Lesko served a tour of duty in Vietnam and reflected upon his return to the U.S. “What hurt me the most was that nobody cared. My other friends found a way out. If you served you were not looked upon well.”
His principle motivation for assisting Iraqi veterans and their families, aside from his own personal experience, is that people who most deserve government benefits have difficulty trying to find information necessary to access to them. Sure, the Department of Defense and the Veterans’ Administration offers some help, but veterans are eligible for so many other programs from a cross-section of government departments and agencies. He adds that one of the reasons that Walter Reed contacted him was that there is an understanding that government “can’t communicate with the average person.” Say what you will about Lesko. The man can talk to people.
On the Role of Government
Matthew Lesko was once described by a right-wing Internet blogger as “the mortal enemy of all conservatives!”
I ask him about this and he tells me that people can frame things however they wish and that they are entitled to their opinions. “I’m not aiming to get legislation. I’m just reporting reality. I don’t approve of every government program. But I feel strongly that people should have access to it,” Lesko opines.
So is there such a thing as a free lunch?

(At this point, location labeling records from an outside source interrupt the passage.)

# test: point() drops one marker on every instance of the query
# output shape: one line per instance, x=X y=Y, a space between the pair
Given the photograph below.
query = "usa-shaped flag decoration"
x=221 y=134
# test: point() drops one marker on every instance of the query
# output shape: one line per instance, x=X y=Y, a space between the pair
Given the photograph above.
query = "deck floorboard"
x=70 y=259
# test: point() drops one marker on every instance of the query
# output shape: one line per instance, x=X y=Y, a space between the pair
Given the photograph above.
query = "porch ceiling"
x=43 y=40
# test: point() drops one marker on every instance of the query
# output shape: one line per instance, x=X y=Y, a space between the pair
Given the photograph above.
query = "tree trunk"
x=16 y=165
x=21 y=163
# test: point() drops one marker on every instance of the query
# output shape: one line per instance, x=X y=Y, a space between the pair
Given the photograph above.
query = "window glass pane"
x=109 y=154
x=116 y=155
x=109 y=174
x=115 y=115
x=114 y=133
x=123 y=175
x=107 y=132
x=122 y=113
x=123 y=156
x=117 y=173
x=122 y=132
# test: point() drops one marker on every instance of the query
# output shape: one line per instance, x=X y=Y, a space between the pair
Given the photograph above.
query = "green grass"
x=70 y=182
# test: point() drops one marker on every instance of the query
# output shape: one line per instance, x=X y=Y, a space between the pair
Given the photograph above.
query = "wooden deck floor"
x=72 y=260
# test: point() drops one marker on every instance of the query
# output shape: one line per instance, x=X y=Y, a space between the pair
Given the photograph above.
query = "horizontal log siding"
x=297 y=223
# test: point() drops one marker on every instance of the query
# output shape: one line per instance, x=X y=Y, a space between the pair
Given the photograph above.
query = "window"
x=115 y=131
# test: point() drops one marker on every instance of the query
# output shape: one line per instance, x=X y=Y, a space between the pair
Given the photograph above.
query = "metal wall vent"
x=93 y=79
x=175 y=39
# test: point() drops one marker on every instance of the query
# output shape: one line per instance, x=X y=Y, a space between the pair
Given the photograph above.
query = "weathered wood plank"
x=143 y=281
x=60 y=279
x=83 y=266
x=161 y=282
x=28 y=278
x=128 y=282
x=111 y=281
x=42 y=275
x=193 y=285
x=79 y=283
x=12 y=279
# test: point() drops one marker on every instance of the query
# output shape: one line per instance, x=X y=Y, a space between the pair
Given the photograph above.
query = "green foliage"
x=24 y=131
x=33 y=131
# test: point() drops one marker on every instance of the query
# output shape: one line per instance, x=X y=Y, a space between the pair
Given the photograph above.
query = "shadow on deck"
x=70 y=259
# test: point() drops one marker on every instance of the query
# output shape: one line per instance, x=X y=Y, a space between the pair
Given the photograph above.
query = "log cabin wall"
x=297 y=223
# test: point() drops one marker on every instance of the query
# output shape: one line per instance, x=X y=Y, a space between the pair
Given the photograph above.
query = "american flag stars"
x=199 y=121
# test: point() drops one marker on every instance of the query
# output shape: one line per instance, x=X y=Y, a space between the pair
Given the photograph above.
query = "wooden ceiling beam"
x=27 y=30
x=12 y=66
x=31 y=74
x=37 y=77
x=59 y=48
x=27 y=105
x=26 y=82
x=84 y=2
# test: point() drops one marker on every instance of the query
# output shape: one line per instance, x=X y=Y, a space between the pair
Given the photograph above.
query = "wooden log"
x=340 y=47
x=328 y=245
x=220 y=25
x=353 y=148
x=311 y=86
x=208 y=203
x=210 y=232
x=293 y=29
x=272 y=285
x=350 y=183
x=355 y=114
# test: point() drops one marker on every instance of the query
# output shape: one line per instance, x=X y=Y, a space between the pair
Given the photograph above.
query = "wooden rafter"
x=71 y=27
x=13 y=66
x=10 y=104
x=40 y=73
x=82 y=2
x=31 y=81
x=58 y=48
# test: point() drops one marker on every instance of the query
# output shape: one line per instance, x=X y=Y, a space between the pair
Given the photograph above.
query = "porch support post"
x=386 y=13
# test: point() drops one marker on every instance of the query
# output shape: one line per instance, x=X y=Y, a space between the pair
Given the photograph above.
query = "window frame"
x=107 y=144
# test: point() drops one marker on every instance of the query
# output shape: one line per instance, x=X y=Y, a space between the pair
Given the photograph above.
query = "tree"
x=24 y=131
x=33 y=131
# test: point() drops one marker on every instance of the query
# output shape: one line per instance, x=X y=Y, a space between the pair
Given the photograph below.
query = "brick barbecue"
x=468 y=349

“No,” Lesko says definitively. “If you buy my book it does not mean that you will get a check in the mail from the government next Thursday,” he said bluntly. Lesko argues that there are scores of diet books in the marketplace, but yet Americans are getting fatter. But like everyone else, the diet industry has to capture the public imagination. So one will see headlines, “Thinner Thighs in 30 Days,” not “This Diet Will Put You Through Hell.”
Yet government itself takes on a life of its own, although it is often not certain of where it is going. Lesko pointed out that the U.S. Department of Agriculture’s Food and Nutrition Service has spent $5 million so that it can increase the number of individuals and families who are in receipt of food stamps. He also cited Peter G. Peterson’s book Running on Empty: How The Democratic and Republican Parties Are Bankrupting Our Future & What Americans Can Do About It. According to Peterson, a former Secretary of Commerce in the Nixon Administration, only 12% of government money is directed to the poor. Lesko wondered aloud how Republicans could be the party of small government when President Bush received a $250 million subsidy to build a stadium for the Texas Rangers and Dick Cheney received $3 billion in government contracts for Haliburton.
In fairness to the Bush Administration, there has not been much argument in favor of reducing the size of government. After all, this past week President Bush signed a $286 billion Highway bill into law. Beginning next year, senior citizens will receive coverage of their prescription drugs, thus beginning the first entitlement program in America since the Johnson Administration. These are hardly the acts of a small government conservative.
In short, once a government program begins it, for all intents and purposes, lives forever. If our wealthiest citizens have access to government programs they don’t need, why ought citizens with modest means who need these programs the most be denied access to these programs? In other words, do Americans want less government or do they want Lesko government?
Of course, there are critics of Lesko who are critical of his use of public information, repackaging it and selling it for a profit. But as Lesko points out, there are tax lawyers who receive enormous amounts of government money to explain information that is available to the public. Besides, of the nearly 100 books he has written, only a dozen “have really done anything.” There are no guarantees in life. Even for Matthew Lesko.